Apre oggi il John Fante Festival ospite d’onore Paul Vangelisti
Il poeta: «I libri di Dylan non all’altezza delle canzoni, meglio Leonard Cohen» Tra gli altri ospiti la giornalista Francesca Mannocchi e l’attore Enzo De Caro
TORRICELLA PELIGNA. Poeta, traduttore e giornalista, Paul Vangelisti è uno degli ospiti più attesi del John Fante Festival - Il dio di mio padre, al via questo pomeriggio con l'evento inaugurale "Celebrating the 70th Anniversary of Full of Life", in programma alle 17.30 in piazza Unità d'Italia. Insieme a Victoria Fante Cohen, figlia di John, interverranno il sindaco Carmine Ficca, Giovanna Di Lello, direttrice della kermesse e Matteo Cacco.

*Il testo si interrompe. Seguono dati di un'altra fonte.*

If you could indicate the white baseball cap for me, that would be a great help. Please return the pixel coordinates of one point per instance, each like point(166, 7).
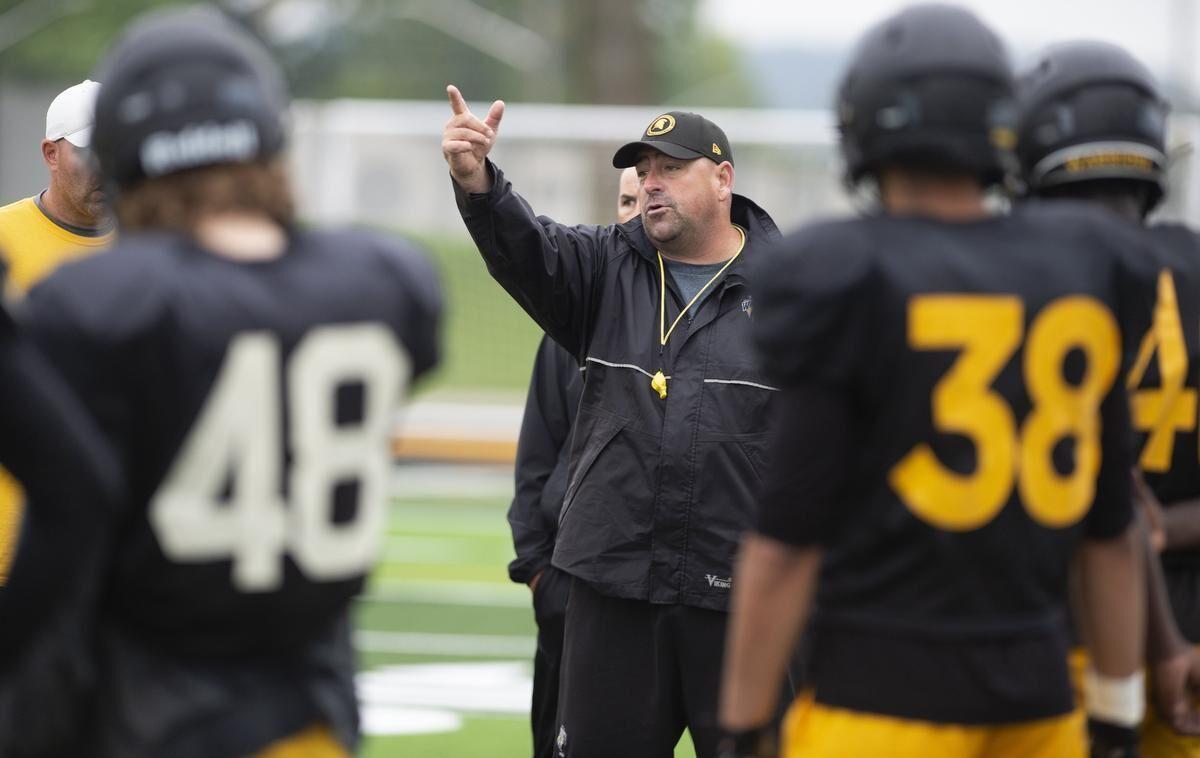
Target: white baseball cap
point(71, 115)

Tra gli ospiti del Festival, nel corso della quattro giorni, anche la giornalista d'inchiesta Francesca Mannocchi, la scrittrice Nadia Terranova, il giornalista e saggista Lucio Luca, la scrittrice Nadeesha Uyangoda, la sceneggiatrice e autrice Anna Pavignano. E poi gli attori Enzo De Caro e Italo Amerighi, Gino Bucci. Nel parterre, infine, l'autore premio Campiello Remo Rapino che sabato presenterà il suo ultimo romanzo Cronache dalle terre di Scarciafratta (Minimum fax, 2021), insieme a Luca Prosperi.
Domenica pomeriggio, alla Pineta comunale, il poeta Vangelisti dialogherà con lo scrittore Alessio Romano e con la stessa Di Lello. Vangelisti ha pubblicato in diverse antologie di poesia, tra cui una in italiano e polacco. Le sue antologie di poeti dell'area di Los Angeles, ad esempio Specimen 73, sono state tra le prime collezioni tali da iniziare a definire la traiettoria storica della poesia post-Seconda Guerra Mondiale nella California meridionale. Il suo primo volume, Antologia di poeti LA, è stato curato con Charles Bukowski e Neeli Cherkovski. Più di recente ha lavorato a LA Exiles (LA Esuli) con testi di Adorno, Brecht, Chandler, Faulkner, Fitzgerald, Parker, Pynchon, Isherwood, Lowry, Sinclair, Steinbeck, Vidal, Mann. Il suo confronto verterà su Fante e su Bukowski.
Che ricordo ha di Fante?
Non l'ho mai conosciuto personalmente. Sono entrato in contatto con la sua opera grazie all'influenza di Charles Bukowski, il primo a concentrare la sua attenzione nei confronti di questo autore italoamericano. Mi sono dunque procurato Ask the dust (Chiedi alla polvere) e Wait until spring, Bandini (Aspetta primavera Bandini). Ho letto questi due libri nello stesso periodo e ne ho apprezzato molto stile e contenuti. La sua storia è compatibile con quelle degli autori che ho raccolto in antologie come LA Exiles che ha dato voce a scrittori sfollati o rifugiati a Los Angeles. Non tutti sono rimasti a Los Angeles, ma questa tappa ha rappresentato uno spartiacque nell'ambito della propria produzione letterale.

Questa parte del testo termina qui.